En el Jacal de San Isidro, nunca había violencia, ni escándalos, ni siquiera palabrotas o rencillas. Era aquel un hogar tranquilo, donde la paz, doblemente conyugal, reinaba siempre.
Por esto, precisamente, y no por otra causa, el señor alcalde, picado de la curiosidad, más que por atender a los anónimos que recibiera, un buen día, en el que el terceto marital se llegó por el pueblo, llamó aparte a Justino, hecho a la sazón un brazo de mar, y charla que te charla y como quien no quiere la cosa, le endilgó esta asaz importuna pregunta:
—Dime, Justino, ¿qué es cierto lo que se dice de ti?
—¿Qué cosa, señor don Antonio?
—Que tienes dos mujeres: tu mujer y tu sobrina.

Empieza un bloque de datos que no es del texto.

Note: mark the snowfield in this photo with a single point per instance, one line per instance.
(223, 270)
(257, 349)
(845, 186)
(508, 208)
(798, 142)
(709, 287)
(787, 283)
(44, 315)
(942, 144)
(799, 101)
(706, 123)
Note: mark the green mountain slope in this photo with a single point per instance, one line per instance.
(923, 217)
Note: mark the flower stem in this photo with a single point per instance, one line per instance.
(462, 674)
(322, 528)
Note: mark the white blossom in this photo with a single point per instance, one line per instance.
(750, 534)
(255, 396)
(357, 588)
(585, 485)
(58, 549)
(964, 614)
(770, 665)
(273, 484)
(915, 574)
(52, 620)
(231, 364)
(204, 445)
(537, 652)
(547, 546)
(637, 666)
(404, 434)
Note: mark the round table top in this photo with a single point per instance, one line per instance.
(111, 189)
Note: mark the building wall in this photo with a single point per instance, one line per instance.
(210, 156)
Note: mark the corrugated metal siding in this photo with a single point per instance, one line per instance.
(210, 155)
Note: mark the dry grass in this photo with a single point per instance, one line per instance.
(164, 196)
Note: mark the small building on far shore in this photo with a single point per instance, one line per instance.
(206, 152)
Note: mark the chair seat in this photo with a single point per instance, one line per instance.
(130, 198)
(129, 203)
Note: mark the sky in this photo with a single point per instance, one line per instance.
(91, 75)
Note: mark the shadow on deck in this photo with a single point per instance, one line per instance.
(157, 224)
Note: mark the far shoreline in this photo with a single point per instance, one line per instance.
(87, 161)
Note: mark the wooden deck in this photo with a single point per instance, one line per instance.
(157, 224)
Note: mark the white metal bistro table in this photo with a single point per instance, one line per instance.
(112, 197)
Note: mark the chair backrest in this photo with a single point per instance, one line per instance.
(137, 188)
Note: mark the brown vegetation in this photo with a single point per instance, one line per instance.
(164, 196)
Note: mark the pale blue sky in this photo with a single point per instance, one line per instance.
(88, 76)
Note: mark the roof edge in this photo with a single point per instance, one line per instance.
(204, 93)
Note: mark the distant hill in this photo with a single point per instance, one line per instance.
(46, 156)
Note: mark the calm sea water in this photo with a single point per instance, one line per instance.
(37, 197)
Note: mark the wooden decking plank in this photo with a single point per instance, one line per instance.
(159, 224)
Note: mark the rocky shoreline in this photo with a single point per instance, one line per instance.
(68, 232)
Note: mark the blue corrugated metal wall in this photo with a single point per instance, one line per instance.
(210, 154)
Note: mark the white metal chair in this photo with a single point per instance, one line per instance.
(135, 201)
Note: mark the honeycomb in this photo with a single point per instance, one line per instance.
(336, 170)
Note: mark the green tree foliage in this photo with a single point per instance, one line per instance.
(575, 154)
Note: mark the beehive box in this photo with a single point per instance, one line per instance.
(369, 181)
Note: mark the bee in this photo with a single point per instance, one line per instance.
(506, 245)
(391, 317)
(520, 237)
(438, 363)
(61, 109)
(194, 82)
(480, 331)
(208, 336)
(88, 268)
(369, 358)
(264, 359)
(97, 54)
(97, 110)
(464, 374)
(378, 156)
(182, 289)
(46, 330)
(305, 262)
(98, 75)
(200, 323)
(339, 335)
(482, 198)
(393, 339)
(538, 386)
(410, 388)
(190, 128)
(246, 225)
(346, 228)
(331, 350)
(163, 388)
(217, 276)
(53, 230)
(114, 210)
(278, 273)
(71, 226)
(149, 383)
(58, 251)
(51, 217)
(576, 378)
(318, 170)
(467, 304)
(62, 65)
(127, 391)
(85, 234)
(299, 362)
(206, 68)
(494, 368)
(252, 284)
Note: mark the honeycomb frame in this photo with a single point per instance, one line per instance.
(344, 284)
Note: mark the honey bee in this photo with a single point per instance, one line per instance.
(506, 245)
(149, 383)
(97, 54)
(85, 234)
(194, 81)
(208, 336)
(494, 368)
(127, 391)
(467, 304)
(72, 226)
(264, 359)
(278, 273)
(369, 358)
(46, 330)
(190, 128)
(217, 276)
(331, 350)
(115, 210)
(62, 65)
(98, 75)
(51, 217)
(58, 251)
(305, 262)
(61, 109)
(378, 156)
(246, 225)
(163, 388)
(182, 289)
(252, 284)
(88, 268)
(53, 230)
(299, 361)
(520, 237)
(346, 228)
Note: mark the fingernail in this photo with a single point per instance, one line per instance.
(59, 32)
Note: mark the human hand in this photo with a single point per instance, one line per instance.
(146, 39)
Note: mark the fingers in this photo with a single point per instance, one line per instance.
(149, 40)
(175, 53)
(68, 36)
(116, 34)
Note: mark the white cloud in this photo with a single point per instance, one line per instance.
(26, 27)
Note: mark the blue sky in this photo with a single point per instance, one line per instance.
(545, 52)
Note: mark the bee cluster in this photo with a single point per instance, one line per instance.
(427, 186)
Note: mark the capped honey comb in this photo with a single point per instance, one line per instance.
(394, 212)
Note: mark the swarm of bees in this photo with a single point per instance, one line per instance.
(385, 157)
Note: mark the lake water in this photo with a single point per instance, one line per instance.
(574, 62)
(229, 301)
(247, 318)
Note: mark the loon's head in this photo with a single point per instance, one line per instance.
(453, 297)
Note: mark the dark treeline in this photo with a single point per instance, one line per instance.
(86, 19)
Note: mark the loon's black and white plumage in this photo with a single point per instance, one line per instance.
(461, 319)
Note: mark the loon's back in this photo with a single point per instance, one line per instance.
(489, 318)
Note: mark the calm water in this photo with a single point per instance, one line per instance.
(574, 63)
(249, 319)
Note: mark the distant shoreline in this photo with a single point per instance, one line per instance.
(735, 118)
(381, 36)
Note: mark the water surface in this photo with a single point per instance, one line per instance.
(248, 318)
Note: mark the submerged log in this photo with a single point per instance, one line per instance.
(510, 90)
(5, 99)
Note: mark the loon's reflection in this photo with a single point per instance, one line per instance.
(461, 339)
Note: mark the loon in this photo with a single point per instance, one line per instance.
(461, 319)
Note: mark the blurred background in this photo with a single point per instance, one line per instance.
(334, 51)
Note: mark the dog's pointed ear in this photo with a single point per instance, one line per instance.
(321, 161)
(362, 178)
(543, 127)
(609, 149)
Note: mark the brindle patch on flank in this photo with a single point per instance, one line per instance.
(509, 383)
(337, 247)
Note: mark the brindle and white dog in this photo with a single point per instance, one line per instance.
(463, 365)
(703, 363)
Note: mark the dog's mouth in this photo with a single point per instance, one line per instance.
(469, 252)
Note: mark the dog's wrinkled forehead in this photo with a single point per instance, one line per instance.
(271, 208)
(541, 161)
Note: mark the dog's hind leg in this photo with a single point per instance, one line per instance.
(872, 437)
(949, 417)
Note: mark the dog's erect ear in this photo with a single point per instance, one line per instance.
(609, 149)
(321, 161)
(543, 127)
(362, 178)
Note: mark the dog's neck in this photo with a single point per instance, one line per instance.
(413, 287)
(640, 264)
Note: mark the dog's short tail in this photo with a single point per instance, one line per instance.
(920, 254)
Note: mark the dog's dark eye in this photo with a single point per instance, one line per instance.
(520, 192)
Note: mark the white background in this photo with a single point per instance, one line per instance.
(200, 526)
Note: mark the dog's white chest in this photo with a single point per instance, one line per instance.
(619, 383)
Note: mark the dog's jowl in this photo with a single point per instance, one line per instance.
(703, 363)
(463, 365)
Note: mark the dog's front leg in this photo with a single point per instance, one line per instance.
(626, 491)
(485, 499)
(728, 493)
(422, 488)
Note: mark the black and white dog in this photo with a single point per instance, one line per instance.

Justino, sonriéndose y tocándose el sombrero chorro—signo de respeto —e inclinando la frente y ras- cando la pared maquinalmente, contestó:
—Pues ¿qué quiere usted, señor amo?...
—Pero ¿es cierto?
—Pos ¿por qué no, señor amo?
—¿Por qué no? ¡Porque es una barbaridad! Porque eso es malo y lo castiga Dios.
Justino, sonriéndose incrédulamente, replicó:
—No, señor amo; eso sería sin licencia; pero con licencia, no, señor don Antonio...
—¿Con licencia?
—Pos ¿cómo no? Pos como ya la Filomena está muy grande, con perdón de su mercé... eje... Pos ya osté sabe, pos le pido licencia... Y ansina es, con perdón de osté, señor amo... Eso sí, no más con licencia.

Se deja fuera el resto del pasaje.